Analyticsphere / metricsReportsRequests

Used to provide issue tracking for changes and additions to the Connect Metrics reporting.
MIT License
0 stars 0 forks source link

Analysis of Response rates for KP Biospecimen Email reminders #125

Closed brotzmanmj closed 7 months ago

brotzmanmj commented 8 months ago

@KELSEYDOWLING7 This will be an analysis of the effectiveness of the email reminders we sent for KP biospecimen collection.

Detailed requirements are here: https://nih.app.box.com/file/1458684328095

Please put the drafts and interim counts, etc, of what you produce as you go into that same folder. Happy to discuss before you start and answer any questions.

KELSEYDOWLING7 commented 8 months ago

@brotzmanmj A csv of all categories from the notifications table has been uploaded to the box folder. I also included a second csv for the four categories I believe are a match to this request. If so, I have those frequencies ready as well.

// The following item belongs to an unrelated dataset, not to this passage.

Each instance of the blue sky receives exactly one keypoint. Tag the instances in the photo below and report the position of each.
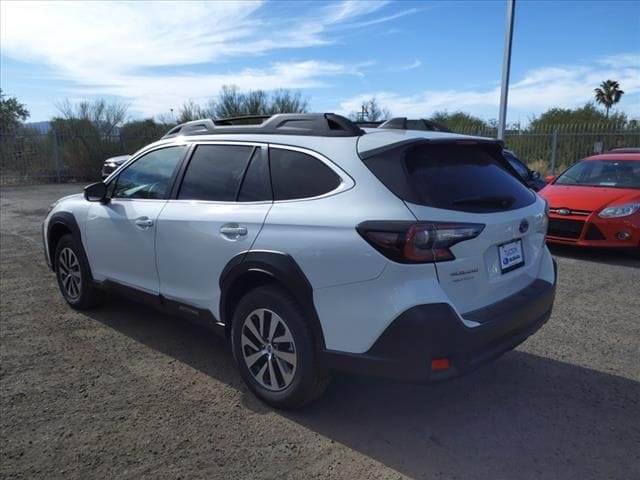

KELSEYDOWLING7 commented 8 months ago

Some issues I found in the data that will skew our tables:

  1. These 51 participants all completed their first collection (on either day 8 or day 9), but still received their 2nd attempt (on day 10 or on day 11): 1035320602 1219776812 1265592260 1376043410 1573248190 1667168280 1766148780 2042835618 2207168726 2696662861 3103165654 3318536221 3336979563 3428081361 3815424995 3997975390 4025211136 4107676766 4163761255 4233517525 4911931785 4999224736 5128644268 5561849615 5930682401 6356470809 6600360528 6640357017 6764735983 6767656688 7000527955 7113238256 7249632787 7295527627 7547871163 7607246903 7664799111 7723637500 7740470630 8079712307 8155052123 8557170208 8606755338 8653368538 8760257482 9116633260 9199309622 9360644642 9491526206 9547047843 9982271542

  2. I also found 483 participants that had multiple, if not all, KP Biospecimen Reminders sent on the same day, here are some examples: (These people had all 5 sent on the same day) 1035256151 7837339421 3122850205 8637189742 9546442997 5013361428 (These people had 2 sent on the same day) 9343797367 2152090344 3150640899

brotzmanmj commented 8 months ago

Hi @KELSEYDOWLING7 can you add the Contact Attempt field to the list of notifications on box?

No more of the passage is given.